The issue I’m going to have with writing about Prince’s 1978 debut, For You, moving forward is that I’ve already tackled my two favorite songs on the album: “Soft and Wet” and “Crazy You.” I don’t want to overly criticize For You because I wasn’t there. This album was probably the shit when it was released…I was two years old at the time. For You was completely produced, arranged, composed, and performed by Prince, who was still a teenager when all of this work took place. It’s a phenomenal feat for anyone, especially a kid. In 2020 it sound dated. The most dated album in Prince’s collection, which makes sense because it’s also the oldest. Much of the album has a disco vibe to it, which is understandable for the era.

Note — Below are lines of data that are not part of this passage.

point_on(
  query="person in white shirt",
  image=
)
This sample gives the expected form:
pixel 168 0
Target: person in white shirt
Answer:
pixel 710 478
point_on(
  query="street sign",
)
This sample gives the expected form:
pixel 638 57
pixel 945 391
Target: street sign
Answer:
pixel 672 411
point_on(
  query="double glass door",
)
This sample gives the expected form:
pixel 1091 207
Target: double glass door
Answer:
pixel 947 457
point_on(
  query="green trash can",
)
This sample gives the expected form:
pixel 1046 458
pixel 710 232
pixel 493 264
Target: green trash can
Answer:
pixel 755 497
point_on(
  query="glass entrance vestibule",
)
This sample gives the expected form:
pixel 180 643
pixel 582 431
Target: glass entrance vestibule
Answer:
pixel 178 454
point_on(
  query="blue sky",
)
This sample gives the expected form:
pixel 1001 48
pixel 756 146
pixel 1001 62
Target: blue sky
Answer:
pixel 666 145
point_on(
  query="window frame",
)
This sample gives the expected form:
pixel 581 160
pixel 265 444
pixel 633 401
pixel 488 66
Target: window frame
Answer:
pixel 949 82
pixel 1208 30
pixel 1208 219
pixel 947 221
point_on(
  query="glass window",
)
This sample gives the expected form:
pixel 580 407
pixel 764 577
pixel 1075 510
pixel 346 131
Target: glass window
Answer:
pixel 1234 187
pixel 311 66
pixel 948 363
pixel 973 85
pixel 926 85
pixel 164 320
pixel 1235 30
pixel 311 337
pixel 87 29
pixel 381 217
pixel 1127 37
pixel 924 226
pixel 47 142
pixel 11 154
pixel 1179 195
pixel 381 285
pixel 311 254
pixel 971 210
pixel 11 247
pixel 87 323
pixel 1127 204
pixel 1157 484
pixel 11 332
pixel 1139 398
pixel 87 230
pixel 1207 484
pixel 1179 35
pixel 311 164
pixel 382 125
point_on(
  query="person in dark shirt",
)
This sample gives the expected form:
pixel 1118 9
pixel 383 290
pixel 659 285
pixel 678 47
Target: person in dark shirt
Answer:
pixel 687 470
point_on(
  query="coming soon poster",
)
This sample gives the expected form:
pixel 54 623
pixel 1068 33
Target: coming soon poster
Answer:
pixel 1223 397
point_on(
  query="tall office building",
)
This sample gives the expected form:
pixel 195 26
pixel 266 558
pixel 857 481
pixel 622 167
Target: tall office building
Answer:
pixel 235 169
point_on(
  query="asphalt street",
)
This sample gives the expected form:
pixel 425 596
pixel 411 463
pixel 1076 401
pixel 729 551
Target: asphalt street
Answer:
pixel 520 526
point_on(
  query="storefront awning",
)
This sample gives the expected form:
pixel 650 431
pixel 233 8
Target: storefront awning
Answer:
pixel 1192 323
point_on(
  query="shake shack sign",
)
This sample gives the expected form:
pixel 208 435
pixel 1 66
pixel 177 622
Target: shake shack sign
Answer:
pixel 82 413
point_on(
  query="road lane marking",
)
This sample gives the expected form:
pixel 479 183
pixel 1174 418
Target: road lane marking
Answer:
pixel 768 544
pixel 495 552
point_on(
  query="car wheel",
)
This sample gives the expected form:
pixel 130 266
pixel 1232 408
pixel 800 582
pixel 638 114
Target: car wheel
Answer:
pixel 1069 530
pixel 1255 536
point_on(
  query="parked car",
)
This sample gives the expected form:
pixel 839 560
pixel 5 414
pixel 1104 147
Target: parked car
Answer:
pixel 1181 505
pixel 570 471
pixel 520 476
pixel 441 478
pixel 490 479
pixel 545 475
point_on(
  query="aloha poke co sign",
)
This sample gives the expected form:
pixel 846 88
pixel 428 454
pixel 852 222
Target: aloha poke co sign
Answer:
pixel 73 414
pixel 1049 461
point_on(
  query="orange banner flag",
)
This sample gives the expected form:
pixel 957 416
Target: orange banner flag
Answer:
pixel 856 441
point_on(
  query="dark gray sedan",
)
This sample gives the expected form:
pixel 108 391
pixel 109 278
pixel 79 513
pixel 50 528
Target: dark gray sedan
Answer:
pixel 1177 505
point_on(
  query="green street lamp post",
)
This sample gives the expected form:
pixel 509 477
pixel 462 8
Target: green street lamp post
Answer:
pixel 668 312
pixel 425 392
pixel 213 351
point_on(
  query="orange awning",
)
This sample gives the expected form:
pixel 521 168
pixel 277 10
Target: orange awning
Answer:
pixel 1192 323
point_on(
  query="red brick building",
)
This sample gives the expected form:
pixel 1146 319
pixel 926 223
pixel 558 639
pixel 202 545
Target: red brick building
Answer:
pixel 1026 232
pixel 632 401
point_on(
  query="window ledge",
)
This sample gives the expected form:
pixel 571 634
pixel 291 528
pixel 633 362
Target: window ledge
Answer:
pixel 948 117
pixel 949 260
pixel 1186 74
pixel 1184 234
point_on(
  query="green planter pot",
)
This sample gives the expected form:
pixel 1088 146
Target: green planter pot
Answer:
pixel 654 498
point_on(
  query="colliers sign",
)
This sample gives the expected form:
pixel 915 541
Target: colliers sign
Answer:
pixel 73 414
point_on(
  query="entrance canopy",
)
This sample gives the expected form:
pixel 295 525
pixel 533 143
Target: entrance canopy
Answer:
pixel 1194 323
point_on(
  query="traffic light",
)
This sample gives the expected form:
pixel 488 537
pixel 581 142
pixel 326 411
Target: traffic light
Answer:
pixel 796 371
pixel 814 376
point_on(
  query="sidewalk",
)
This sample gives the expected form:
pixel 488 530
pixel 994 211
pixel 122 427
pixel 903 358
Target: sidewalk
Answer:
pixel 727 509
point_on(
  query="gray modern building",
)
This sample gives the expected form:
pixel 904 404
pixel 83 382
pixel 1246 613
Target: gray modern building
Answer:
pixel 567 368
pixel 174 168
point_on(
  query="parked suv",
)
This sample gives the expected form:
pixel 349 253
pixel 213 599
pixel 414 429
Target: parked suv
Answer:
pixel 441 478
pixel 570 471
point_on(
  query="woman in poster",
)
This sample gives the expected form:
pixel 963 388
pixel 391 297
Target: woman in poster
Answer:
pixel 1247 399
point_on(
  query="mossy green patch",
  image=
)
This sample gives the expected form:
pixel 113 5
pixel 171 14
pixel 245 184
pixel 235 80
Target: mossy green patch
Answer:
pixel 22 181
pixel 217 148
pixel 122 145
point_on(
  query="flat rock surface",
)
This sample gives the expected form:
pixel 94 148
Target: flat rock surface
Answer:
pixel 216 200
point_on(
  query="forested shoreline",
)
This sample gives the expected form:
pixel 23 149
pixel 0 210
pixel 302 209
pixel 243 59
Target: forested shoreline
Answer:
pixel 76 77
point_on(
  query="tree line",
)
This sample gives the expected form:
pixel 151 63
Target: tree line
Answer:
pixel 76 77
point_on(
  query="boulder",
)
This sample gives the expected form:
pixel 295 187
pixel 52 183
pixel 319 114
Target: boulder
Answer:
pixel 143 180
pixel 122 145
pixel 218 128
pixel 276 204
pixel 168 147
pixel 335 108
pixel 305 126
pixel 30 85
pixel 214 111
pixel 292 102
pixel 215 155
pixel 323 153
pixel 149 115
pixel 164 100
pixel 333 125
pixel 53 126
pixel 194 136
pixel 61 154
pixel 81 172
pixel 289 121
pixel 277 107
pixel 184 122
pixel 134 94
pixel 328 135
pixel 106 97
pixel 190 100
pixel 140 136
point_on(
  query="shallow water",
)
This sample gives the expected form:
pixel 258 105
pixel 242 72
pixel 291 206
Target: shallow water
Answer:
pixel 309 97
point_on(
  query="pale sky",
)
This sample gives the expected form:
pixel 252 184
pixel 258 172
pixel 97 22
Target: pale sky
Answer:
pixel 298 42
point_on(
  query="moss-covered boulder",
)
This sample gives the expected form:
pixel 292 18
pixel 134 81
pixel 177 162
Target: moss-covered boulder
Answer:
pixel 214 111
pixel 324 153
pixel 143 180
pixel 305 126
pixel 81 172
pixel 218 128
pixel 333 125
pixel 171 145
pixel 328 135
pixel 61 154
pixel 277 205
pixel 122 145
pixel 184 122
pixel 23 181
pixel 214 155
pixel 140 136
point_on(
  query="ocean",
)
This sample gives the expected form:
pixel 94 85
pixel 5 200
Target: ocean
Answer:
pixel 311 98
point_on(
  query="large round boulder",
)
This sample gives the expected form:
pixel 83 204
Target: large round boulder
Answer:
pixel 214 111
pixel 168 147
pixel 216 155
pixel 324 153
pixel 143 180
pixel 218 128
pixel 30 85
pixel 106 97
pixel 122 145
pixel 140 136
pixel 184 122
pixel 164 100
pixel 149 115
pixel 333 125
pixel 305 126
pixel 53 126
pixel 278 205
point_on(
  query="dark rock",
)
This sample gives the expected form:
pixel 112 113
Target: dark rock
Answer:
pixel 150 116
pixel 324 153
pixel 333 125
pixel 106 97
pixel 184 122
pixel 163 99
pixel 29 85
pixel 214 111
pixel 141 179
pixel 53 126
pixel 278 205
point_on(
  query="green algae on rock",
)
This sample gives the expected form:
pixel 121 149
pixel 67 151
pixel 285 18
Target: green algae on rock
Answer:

“Baby” does not even have a hint of disco, but still has that 1970’s sound to it that I can’t describe, I just know it when I hear it. It’s a tender slow jam with some surprisingly heavy lyrical content for a teenager. Prince was only 18 when he wrote it. While the title of the song is “Baby” throughout most of it you’re given the impression that the baby he’s referring to is his girlfriend. He continues to ask questions like, “Baby, what are we gonna do? Should we get married right away?” It becomes more evident as the song progresses that the title of the song has two meanings. Prince erases any doubt in the final line of the song when he sings, “I hope our baby has eyes just like yours.” Prince must’ve liked the song because he included it on the B-side of his 1980 single “Why You Wanna Treat Me So Bad?” from his second album, Prince.
As I listen to this song now I can’t help but think that it’s surprising as hell that the story being told in this song never actually happened to Prince. At the time “Baby” was released Prince said that the song was not written from personal experience, but from stories that friends had told him. As the years went by, though, and Prince established himself as someone who could seemingly get any girl in any city he chose, it’s a surprise to me that there wasn’t one mistake along the way. Perhaps there was and I’m just incredibly naive. According to the internet Prince has children out there, but according to the internet a lot of shit is true that isn’t. I’ll choose to ignore anecdotal evidence that appears on sketchy websites. Of course, there is the heartbreaking story of his son, Amiir, who he had with Mayte Garcia in 1996 while they were married, but that’s not what this song was about. This is about an unplanned pregnancy, and Prince must’ve been rocking multiple condoms simultaneously to dodge that bullet over the course of his legendary career.
In the end, “Baby” is a nice song, but it’s not what I want to hear when I’m listening to Prince. If I’m listening to music from the 1970’s I’m going for soul or funk, and this song has little, if any, of those things. While I recommend you give it a listen to hear it for yourself, I’m not about to add it to one of my Prince playlists.